El Rambler no tenía aire acondicionado, por lo que íbamos con las ventanillas abiertas. Un viento cálido nos daba en la cara y bastaba cerrar los ojos para imaginar que íbamos en una Harley Davidson. Katrina se detuvo en una estación de servicio que tenía además un minimercado. Después de cargar combustible, nos llevó hasta el negocio.
—Elijan las que les gusten.
Katrina nos señalaba el sector calzado.

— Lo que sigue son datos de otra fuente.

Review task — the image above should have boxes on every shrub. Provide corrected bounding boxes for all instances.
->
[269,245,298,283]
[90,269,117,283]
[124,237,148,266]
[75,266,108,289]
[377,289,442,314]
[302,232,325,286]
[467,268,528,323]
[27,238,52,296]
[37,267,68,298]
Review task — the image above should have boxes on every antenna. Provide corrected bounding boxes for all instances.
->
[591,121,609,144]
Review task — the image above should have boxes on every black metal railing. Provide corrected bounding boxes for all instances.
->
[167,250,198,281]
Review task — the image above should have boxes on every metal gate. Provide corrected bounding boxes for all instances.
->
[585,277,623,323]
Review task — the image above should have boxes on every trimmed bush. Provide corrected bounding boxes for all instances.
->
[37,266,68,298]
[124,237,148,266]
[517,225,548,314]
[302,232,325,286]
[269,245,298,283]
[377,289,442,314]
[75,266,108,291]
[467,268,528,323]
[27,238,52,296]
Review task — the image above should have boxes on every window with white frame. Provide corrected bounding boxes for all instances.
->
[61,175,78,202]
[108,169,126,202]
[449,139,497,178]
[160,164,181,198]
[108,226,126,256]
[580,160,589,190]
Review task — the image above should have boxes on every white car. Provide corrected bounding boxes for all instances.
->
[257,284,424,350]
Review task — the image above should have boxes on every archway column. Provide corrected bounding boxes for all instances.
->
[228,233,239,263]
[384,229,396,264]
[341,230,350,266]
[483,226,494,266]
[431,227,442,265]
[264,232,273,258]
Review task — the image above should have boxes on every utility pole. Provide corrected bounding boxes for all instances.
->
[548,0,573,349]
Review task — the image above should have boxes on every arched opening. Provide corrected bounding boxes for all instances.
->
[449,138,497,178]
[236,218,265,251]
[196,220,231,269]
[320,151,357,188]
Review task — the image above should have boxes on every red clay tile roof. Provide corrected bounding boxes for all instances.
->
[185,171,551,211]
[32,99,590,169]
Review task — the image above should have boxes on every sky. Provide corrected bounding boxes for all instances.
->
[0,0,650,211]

Elegimos unas zapatillas lindas y baratas que me hicieron sentir como si caminara por el paraíso después de haber atravesado el infierno descalzo.
Ya estábamos en el estado de Nuevo México. El paisaje era distinto de los campos sembrados que habíamos dejado atrás. El desierto de colores rojizo, amarillo y plomo se convertía en una presencia imponente: te absorbía, caías en él como si fuera un remolino en medio del océano. Cada tanto, un cactus o una piedra rompían la imagen eterna de ese territorio desolado.
Los carteles en la ruta anunciaban los pueblos que iban quedando atrás: Montoya, Newkirk, Cuervo, Santa Rosa, Edgewood, Barton, Sedillo, Zuzax, Tijeras y Alburquerque. Ahí paramos y fuimos a un bar llamado 66 Diner. Era un boliche ambientado en los años ‘50. Mientras Thelonius tomaba su mamadera, Katrina nos invitó a merendar unos buenos batidos de leche. Yo tomé un ice cream de vainilla, chocolate y chips de chocolate, y aproveché para sacar algunas fotos del lugar y de nosotros sentados en la barra con nuestros inmensos vasos.
Volvimos a la ruta y seguimos dejando atrás pueblos y carteles: Pajarito, Los Pallidas, Isleta, Bosque Farms, Los Lunas, Sandia, Río Puerco, South Garcia, Suwanee, Correo, Mesita, Laguna, New Laguna, Paraje, Budville, Villa De Cubero (Pablo nos contó que, en ese pueblito, Hemingway escribió una novela que se llamaba El viejo y el mar), Cubero, San Fidel, McCartys, Grants, Milan, Anaconda, Bluewater, Prewitt, Thoreau, Continental Divide, Coolidge, Iyanbito, Zuni y Gallup. El próximo pueblo era Manuelito. No llegamos ahí porque en Gallup salimos de la ruta 66. La ruta madre quedaba atrás.
El sol caía delante de nosotros. Con nuestro viaje de Este a Oeste habíamos ganado una hora en el huso horario. Sin embargo, la noche estaba por llegar. Tomamos la ruta 491, unos doce kilómetros, y después doblamos hacia la izquierda por la ruta 264. Anduvimos otros 27 kilómetros y llegamos a Window Rock. Nos dejó en el cruce de dos rutas indias, un buen punto para seguir nuestra búsqueda.
Katrina escribió algo en un papel.
—Tomen. Mi dirección de e-mail. Mándenme las fotos de nuestro viaje.
Thelonius se había quedado dormido nuevamente en su asiento. Hubiera estado bueno continuar el viaje con Katrina, pero teníamos cosas que hacer en Window Rock.